El 14 de agosto de 2021, un terremoto de magnitud 7,2 golpeó cerca de Petit-Trou-de-Nippes, en el suroeste de Haití, unos 150 km al oeste de la capital, Puerto Príncipe. La ruptura, somera, a unos 10 km de profundidad, afectó a un segmento de falla cercano —pero distinto— al responsable del catastrófico terremoto de 2010, poco más de una década antes.

Más de 2.200 personas murieron y más de 12.000 resultaron heridas. Cerca de 53.000 viviendas quedaron destruidas y otras 77.000 dañadas, dejando a cientos de miles de personas sin techo en los departamentos de Grand'Anse, Nippes y Sur, agravado días después por los restos de la tormenta tropical Grace.

Como en 2010, la mayoría de las víctimas se debieron al colapso de edificios de hormigón y mampostería sin refuerzo, más que a la propia sacudida del terreno. La falta crónica de aplicación de códigos de construcción en Haití y el limitado monitoreo sísmico dejaron especialmente expuestas a las comunidades rurales, y la evaluación de daños dependió en gran medida de imágenes satelitales porque los deslizamientos cortaron las carreteras hacia los departamentos afectados.

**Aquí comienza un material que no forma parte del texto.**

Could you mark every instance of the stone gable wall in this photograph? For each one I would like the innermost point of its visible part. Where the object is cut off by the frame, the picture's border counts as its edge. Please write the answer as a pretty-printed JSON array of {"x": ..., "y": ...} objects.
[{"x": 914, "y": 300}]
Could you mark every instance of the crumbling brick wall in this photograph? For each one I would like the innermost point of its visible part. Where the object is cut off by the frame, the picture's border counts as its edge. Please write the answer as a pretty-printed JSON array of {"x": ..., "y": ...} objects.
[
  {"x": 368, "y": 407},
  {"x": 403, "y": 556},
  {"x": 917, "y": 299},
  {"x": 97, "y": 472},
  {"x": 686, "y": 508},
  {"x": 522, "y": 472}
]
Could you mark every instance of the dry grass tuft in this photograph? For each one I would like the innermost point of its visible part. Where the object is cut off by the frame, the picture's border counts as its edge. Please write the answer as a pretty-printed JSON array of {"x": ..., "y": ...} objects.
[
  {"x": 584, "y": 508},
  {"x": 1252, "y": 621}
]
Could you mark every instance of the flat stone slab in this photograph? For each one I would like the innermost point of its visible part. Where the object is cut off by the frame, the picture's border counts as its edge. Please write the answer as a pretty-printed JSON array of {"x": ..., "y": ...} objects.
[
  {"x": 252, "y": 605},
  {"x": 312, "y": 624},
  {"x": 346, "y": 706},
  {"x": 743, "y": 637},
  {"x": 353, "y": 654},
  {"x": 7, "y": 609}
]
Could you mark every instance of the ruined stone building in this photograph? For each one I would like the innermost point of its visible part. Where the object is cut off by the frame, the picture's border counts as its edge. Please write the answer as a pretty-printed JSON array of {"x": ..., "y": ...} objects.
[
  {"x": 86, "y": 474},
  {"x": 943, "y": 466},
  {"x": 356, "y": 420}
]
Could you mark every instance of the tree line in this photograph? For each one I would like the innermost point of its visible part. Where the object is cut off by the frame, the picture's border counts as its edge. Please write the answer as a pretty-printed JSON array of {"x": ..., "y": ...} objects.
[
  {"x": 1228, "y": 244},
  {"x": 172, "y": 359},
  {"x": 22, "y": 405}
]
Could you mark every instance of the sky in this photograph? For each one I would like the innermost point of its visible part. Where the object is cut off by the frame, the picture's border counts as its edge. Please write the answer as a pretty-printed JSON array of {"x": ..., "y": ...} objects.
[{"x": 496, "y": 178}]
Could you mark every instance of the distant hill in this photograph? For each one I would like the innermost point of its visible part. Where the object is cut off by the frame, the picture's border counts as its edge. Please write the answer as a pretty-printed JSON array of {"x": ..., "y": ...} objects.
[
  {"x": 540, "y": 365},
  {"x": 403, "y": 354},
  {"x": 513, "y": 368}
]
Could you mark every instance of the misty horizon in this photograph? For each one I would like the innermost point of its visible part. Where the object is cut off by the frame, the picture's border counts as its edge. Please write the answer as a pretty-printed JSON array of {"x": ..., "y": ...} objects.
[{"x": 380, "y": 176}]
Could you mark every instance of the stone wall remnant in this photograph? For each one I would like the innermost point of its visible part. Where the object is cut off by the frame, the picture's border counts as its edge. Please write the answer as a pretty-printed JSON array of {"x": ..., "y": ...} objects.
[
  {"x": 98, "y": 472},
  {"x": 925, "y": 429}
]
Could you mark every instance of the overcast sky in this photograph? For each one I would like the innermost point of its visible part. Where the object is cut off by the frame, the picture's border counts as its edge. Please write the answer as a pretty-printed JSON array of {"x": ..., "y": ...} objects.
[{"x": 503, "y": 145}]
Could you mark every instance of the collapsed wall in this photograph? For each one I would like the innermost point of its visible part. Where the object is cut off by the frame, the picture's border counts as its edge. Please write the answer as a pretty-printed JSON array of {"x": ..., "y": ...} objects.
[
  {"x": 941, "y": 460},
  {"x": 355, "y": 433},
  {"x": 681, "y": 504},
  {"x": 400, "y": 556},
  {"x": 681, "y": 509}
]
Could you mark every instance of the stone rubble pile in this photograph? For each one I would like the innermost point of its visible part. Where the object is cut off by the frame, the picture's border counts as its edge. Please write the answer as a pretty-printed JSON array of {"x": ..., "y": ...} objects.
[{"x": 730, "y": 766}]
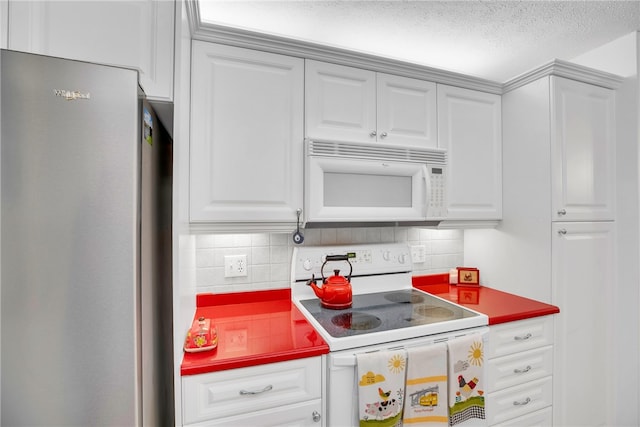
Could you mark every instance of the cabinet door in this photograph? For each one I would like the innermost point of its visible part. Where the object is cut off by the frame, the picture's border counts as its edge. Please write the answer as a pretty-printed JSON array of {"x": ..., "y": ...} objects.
[
  {"x": 340, "y": 102},
  {"x": 305, "y": 414},
  {"x": 4, "y": 23},
  {"x": 583, "y": 144},
  {"x": 583, "y": 283},
  {"x": 133, "y": 34},
  {"x": 470, "y": 129},
  {"x": 246, "y": 135},
  {"x": 406, "y": 111}
]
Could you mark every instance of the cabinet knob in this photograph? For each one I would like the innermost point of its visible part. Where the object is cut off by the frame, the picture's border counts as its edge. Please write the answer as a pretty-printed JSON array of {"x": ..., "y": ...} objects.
[
  {"x": 252, "y": 393},
  {"x": 522, "y": 371},
  {"x": 522, "y": 337},
  {"x": 522, "y": 402}
]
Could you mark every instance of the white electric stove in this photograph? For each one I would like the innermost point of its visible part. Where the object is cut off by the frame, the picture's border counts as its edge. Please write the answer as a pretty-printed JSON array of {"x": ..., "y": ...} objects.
[
  {"x": 387, "y": 312},
  {"x": 385, "y": 308}
]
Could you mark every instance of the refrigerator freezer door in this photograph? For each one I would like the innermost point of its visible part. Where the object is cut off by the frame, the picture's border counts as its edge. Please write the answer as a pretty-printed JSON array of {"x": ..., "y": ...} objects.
[{"x": 69, "y": 217}]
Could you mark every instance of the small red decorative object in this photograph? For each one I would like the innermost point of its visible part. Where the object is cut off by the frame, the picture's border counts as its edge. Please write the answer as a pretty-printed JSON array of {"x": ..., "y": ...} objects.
[
  {"x": 201, "y": 337},
  {"x": 468, "y": 276}
]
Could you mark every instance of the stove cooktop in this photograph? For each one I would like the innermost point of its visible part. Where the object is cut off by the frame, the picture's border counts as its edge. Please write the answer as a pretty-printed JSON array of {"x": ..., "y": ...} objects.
[{"x": 385, "y": 311}]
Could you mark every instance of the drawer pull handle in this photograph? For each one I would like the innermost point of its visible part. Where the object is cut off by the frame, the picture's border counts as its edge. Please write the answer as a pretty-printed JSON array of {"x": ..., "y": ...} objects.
[
  {"x": 521, "y": 402},
  {"x": 522, "y": 337},
  {"x": 522, "y": 371},
  {"x": 251, "y": 393}
]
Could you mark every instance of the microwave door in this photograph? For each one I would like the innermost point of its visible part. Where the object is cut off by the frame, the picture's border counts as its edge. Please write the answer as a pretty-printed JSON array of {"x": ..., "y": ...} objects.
[{"x": 350, "y": 189}]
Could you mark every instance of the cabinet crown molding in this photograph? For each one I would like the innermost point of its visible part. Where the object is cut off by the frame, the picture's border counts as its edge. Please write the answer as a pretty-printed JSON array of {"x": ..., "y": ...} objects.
[
  {"x": 568, "y": 70},
  {"x": 222, "y": 34}
]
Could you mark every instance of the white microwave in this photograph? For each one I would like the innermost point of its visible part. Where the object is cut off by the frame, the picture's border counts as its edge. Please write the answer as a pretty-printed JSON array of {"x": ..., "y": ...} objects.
[{"x": 373, "y": 183}]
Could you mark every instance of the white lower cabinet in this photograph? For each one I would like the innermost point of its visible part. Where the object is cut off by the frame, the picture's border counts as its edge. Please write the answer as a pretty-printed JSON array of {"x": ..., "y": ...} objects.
[
  {"x": 519, "y": 373},
  {"x": 277, "y": 394},
  {"x": 543, "y": 417}
]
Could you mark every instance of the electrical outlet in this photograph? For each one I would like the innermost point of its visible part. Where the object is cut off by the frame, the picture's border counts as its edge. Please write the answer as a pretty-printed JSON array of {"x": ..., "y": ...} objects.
[
  {"x": 418, "y": 253},
  {"x": 235, "y": 265}
]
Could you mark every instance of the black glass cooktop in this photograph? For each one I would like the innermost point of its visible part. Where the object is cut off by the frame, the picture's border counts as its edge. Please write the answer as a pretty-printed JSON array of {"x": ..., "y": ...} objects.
[{"x": 384, "y": 311}]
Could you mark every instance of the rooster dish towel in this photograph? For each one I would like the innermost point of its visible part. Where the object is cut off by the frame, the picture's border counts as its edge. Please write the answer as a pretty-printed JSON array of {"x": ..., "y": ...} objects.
[
  {"x": 425, "y": 401},
  {"x": 467, "y": 381},
  {"x": 381, "y": 387}
]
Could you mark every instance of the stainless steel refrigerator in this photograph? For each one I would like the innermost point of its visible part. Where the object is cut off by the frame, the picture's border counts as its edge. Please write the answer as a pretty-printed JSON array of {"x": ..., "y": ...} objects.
[{"x": 85, "y": 311}]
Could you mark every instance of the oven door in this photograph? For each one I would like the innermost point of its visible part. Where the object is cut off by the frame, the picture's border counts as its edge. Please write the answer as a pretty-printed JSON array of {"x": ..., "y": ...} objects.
[
  {"x": 351, "y": 190},
  {"x": 342, "y": 389}
]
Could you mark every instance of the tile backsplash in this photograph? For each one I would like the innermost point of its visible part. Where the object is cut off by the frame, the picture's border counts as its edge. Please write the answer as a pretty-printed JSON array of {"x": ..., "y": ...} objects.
[{"x": 269, "y": 254}]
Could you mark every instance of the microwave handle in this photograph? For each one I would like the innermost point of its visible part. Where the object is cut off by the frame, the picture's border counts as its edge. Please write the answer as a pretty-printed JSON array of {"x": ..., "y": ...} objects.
[{"x": 427, "y": 188}]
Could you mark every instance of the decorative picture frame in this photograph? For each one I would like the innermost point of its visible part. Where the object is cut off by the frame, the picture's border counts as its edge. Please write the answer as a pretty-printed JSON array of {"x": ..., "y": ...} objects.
[
  {"x": 468, "y": 294},
  {"x": 468, "y": 276}
]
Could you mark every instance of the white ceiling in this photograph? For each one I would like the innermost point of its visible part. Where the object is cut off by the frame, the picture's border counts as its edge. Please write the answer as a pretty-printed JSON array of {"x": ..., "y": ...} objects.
[{"x": 495, "y": 40}]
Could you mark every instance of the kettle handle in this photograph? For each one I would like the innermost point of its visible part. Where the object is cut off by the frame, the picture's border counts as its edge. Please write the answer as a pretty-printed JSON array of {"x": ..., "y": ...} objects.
[{"x": 336, "y": 258}]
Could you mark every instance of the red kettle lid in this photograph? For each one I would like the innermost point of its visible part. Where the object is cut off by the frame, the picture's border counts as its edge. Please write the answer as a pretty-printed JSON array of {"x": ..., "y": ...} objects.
[{"x": 336, "y": 279}]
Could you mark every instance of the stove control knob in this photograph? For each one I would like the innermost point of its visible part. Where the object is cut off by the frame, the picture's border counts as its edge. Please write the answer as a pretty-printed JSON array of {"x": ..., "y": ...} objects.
[{"x": 307, "y": 264}]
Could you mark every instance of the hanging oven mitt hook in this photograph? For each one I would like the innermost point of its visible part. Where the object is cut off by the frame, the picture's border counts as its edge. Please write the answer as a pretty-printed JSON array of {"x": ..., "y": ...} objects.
[{"x": 298, "y": 238}]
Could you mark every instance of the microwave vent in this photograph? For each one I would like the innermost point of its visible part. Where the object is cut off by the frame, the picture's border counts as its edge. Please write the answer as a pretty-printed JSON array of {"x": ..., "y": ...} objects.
[{"x": 377, "y": 152}]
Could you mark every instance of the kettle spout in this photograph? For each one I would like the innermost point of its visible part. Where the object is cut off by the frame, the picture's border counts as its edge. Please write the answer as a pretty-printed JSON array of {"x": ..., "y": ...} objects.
[{"x": 316, "y": 290}]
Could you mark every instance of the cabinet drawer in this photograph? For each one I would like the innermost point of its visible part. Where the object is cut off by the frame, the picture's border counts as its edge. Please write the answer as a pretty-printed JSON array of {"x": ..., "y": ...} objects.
[
  {"x": 239, "y": 391},
  {"x": 519, "y": 368},
  {"x": 541, "y": 418},
  {"x": 303, "y": 414},
  {"x": 512, "y": 337},
  {"x": 516, "y": 401}
]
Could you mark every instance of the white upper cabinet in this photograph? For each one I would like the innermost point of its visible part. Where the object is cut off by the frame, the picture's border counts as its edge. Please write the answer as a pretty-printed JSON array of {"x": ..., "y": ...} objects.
[
  {"x": 470, "y": 129},
  {"x": 133, "y": 34},
  {"x": 246, "y": 135},
  {"x": 583, "y": 144},
  {"x": 352, "y": 104},
  {"x": 406, "y": 111}
]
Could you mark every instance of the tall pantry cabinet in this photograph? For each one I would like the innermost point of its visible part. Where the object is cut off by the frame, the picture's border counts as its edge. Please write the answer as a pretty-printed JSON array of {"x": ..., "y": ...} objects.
[{"x": 556, "y": 240}]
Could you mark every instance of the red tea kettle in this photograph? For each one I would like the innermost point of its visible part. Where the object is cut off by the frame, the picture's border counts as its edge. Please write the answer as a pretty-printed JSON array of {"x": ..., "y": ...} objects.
[{"x": 336, "y": 290}]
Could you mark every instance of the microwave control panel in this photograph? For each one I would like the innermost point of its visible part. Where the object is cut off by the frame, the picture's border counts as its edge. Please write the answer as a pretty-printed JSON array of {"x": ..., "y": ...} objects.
[{"x": 437, "y": 206}]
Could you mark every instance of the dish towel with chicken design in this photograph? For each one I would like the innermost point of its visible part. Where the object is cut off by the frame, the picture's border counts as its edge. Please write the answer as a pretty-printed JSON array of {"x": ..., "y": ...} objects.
[
  {"x": 381, "y": 387},
  {"x": 425, "y": 401},
  {"x": 467, "y": 381}
]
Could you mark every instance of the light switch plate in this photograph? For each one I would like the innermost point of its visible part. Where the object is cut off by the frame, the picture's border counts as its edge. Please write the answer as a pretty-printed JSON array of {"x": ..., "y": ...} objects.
[
  {"x": 418, "y": 253},
  {"x": 235, "y": 265}
]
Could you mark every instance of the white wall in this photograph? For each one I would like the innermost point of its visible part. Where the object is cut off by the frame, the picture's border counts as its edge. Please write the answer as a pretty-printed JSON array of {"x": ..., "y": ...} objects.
[
  {"x": 269, "y": 254},
  {"x": 621, "y": 57}
]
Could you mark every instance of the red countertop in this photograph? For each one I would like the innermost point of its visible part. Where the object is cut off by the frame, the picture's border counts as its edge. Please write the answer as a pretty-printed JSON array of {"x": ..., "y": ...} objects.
[
  {"x": 500, "y": 307},
  {"x": 253, "y": 328},
  {"x": 261, "y": 327}
]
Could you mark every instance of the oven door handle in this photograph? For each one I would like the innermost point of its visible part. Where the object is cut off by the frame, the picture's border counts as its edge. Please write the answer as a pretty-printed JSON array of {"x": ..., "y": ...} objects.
[{"x": 350, "y": 360}]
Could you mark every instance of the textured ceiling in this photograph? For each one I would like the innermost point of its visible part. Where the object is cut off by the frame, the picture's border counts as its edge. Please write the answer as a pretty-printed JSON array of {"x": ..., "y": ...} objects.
[{"x": 495, "y": 40}]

El desastre renovó la atención internacional sobre el sistema de fallas Enriquillo-Plantain Garden, que los sismólogos todavía consideran capaz de romperse más cerca de Puerto Príncipe. La reconstrucción tras 2021 ha avanzado lentamente, dificultada por la inestabilidad política y la violencia de las bandas armadas que sacudieron Haití en los años siguientes.